Na pesquisa, qualquer idoso que consiga ler e que saiba usar um equipamento tecnológico pode participar. Se tiver dificuldade com essa tecnologia e/ou de leitura, a pessoa pode, logo no início, informar um número de telefone celular, e alguém da equipe fará a entrevista. É importante que somente aqueles que têm dificuldade optem por isso. De acordo com o professor, não precisa ser brasileiro para fazer parte da pesquisa. Há, inclusive, uma equipe coletando dados em Portugal.
Já aprovado pela Comissão Nacional de Ética em Pesquisa, o estudo é de responsabilidade dos cursos de graduação e pós-graduação em Psicologia da UFJF. Os interessados em participar podem escolher entre responder o questionário por telefone ou de forma on-line.

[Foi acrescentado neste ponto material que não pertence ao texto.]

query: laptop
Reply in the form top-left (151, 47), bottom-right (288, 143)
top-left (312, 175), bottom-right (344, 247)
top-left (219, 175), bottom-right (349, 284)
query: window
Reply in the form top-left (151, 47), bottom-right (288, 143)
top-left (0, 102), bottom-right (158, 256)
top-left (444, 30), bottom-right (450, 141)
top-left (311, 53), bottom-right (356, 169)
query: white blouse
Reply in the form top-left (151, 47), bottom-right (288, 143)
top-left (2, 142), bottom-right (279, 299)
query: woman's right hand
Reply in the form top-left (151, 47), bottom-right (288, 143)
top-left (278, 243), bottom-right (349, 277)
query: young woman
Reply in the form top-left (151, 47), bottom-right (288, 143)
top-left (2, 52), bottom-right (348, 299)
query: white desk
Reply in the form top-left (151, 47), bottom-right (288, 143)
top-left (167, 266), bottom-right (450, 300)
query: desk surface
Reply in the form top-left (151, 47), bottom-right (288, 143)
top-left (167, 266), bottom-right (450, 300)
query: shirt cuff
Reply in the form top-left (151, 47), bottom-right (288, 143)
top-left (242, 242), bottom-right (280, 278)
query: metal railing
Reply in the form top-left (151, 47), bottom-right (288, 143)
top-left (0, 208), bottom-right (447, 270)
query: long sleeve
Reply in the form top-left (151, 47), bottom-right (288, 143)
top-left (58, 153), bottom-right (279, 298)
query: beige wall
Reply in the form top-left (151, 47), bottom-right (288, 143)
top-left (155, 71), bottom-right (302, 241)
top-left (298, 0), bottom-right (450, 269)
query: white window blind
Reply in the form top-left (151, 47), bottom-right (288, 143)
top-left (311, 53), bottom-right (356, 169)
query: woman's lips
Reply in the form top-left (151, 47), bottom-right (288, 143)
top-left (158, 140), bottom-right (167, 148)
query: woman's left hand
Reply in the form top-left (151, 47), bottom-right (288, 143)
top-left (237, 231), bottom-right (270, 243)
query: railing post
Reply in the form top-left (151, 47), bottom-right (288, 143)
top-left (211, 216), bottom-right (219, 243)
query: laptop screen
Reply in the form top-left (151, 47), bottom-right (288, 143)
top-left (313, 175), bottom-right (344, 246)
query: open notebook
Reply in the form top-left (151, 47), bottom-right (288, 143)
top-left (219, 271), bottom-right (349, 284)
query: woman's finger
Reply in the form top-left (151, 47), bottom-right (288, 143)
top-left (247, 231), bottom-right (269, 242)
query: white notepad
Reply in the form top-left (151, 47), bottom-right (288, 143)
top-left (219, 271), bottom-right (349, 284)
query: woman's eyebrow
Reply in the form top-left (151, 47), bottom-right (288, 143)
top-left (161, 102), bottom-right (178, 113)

Apoio familiar é fundamental
De acordo com o IBGE, há aproximadamente 28 milhões de idosos no Brasil, o que representa 13% da população do país. Este percentual tende a dobrar nas próximas décadas, segundo a Projeção da População, divulgada em 2018. Na pandemia da Covid-19, os idosos foram considerados grupos de risco e, de acordo com abordagem feita pela ONU, pessoas com 80 anos ou mais têm uma mortalidade cinco vezes maior do que a mortalidade global. Nesse caso, os cuidados com a saúde dos idosos precisam ser redobrados.

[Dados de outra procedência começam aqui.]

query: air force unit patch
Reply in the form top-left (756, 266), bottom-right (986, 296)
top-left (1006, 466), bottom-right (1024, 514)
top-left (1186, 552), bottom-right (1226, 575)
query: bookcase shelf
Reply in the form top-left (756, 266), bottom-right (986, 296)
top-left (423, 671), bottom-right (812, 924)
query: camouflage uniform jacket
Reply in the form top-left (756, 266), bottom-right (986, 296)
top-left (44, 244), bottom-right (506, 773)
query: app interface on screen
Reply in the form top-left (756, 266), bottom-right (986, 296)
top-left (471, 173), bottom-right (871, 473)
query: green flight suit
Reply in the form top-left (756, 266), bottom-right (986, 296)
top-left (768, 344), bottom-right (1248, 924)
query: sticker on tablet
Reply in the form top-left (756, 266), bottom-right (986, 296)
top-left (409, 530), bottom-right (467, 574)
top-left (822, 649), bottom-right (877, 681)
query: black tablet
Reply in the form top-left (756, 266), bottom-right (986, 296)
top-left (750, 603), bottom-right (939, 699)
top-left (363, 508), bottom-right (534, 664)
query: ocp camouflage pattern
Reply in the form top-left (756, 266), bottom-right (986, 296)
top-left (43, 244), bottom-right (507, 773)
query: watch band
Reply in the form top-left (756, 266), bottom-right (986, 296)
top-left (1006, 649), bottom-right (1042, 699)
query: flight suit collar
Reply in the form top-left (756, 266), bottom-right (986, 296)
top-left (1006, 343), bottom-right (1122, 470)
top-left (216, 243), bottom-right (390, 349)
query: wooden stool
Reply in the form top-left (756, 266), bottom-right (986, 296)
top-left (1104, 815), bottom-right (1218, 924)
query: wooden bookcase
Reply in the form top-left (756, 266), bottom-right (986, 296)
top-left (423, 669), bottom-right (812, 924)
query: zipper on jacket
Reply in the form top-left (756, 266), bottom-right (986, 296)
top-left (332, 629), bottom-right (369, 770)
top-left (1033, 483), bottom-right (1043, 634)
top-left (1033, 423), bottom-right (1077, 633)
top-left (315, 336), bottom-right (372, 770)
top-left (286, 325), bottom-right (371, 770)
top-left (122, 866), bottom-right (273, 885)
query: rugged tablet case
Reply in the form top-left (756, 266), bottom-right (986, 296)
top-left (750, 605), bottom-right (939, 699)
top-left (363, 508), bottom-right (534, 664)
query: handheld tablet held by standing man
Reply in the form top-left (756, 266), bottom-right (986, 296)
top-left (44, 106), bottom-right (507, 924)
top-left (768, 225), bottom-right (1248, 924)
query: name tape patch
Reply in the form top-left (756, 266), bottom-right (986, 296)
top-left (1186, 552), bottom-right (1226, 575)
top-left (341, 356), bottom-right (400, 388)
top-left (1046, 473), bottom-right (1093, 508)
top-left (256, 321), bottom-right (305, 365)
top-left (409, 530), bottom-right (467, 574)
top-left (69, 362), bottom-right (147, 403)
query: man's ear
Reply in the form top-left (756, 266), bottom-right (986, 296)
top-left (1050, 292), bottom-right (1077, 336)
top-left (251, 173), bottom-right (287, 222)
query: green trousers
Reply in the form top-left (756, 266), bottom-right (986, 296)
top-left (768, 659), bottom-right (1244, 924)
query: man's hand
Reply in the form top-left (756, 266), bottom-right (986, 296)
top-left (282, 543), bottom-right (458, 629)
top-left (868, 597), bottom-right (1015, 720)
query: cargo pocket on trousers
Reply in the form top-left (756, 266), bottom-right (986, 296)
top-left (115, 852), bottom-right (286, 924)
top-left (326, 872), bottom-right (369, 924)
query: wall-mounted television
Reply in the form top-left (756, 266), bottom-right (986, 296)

Segundo a psicóloga Cleide Campos, o apoio dos familiares neste momento é fundamental. “Permanecer conectado às pessoas significativas é importante. Há várias opções de aplicativos para fazer chamada de vídeo. O modelo tradicional de telefonar também é bem-vindo. Tome cuidado para não infantilizar o idoso, porque isso pode afetar sua autoestima.”
Por serem mais vulneráveis ao isolamento, os idosos não devem ser tratados como invisíveis ou inúteis. Essa parcela da população, muitas vezes, é esquecida e abandonada, por isso a empatia social é muito importante. Além da Covid-19, a faixa etária segue sofrendo com outras enfermidades físicas e psíquicas.